Of course, as any small business owner knows, there’s a lot more than just a few days’ worth of work that goes into being able to win that many medals. Torri is currently 21 years old and has probably been swimming consistently for the majority of those years. Even if she started really practicing and putting in the work to swim competitively starting at age 11, then she has earned $16,000 per year. I’m sure that’s not true and it’s a strange way to think about income, but it puts in perspective how little monetary compensation these athletes receive for decades of training prior to their Olympic debuts. (This exercise didn’t even factor in the silver she won in Tokyo in 2021 or her other medals from the 2022 Fina World Swimming Championships.)
Now consider Michael Phelps, the most decorated Olympian of all time with 23 gold, 3 silver, and 2 bronze medals. He earned only $973,000 from his Olympic medals by today’s standards, which weren’t the same when he was competing. Thanks, Inflation! That is enough to live on for the 16 years he was competing in the Olympics, at about $61,000 a year, but it isn’t enough to retire on in your early 30s, when we swam at his last games.
Now is when you might be saying, “Well, these athletes don’t earn an income just from the medals they win; they have other sources.” And you are absolutely correct. Imagine how much a college swim program would pay to have Phelps associated with them or the amount he has collected from endorsement deals. He is set for the rest of his life financially. I don’t worry about him at all.
Then again, that’s Michael Phelps, the most decorated Olympian of all time. What about the other competitors who participate in just one event or on a team? How much money will the prop position of the USA's Women Rugby 7s make? She earned a bronze medal this Olympics for a total of $15,000. I don’t even know her name; I can give you a list of the players on the team, but I don’t know who the prop was. We all owe her a debt for representing us in the Olympics, and she probably put in just as much work into her craft as Torri Huske has, but the difference in income will be significant.
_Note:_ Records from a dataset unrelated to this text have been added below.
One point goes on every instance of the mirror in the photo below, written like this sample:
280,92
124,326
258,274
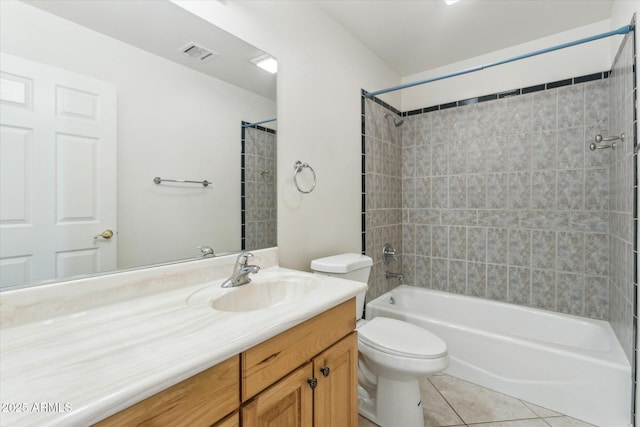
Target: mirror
99,99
The only benefit is if that is all she earned, she won’t owe any taxes. There are many athletes who won’t even earn one medal from their time at the Olympics, but who worked just as hard.
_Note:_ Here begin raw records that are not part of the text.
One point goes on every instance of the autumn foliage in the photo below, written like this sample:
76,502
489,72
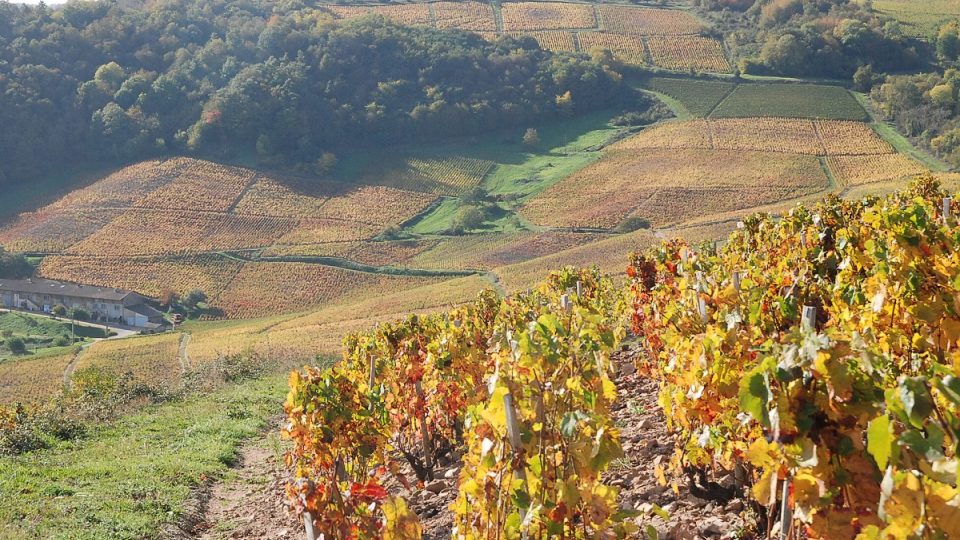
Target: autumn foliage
855,415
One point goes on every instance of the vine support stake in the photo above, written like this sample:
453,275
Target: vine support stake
308,526
785,517
425,434
373,373
809,320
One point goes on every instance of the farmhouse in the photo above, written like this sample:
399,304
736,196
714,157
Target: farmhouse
103,304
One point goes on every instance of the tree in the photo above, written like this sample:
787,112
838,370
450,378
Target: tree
863,78
17,346
948,41
943,95
531,138
565,103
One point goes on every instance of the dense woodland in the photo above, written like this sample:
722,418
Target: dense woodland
92,81
821,38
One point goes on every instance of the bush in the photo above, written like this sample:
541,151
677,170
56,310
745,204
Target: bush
17,345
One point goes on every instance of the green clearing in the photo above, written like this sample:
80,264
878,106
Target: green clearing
519,173
41,334
897,140
130,478
699,97
792,101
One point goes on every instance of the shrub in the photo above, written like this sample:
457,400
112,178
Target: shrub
17,345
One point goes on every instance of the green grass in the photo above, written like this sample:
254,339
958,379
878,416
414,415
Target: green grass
790,100
898,141
40,332
699,97
129,479
33,193
566,146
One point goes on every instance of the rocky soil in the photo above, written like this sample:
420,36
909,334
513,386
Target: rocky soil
250,502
While I don't necessarily endorse the government giving a greater amount of money to medal winners, I do think it’s important to realize the dedication these athletes put into their craft and sometimes how little they benefit from it. To me, it gives me a better appreciation for those athletes who put aside monetary comfort for the sake of being the best at their chosen event. So I hope you’ve enjoyed these games in Paris and remember these athletes’ stories of both struggle and success and the history they’ve made at these Olympic games.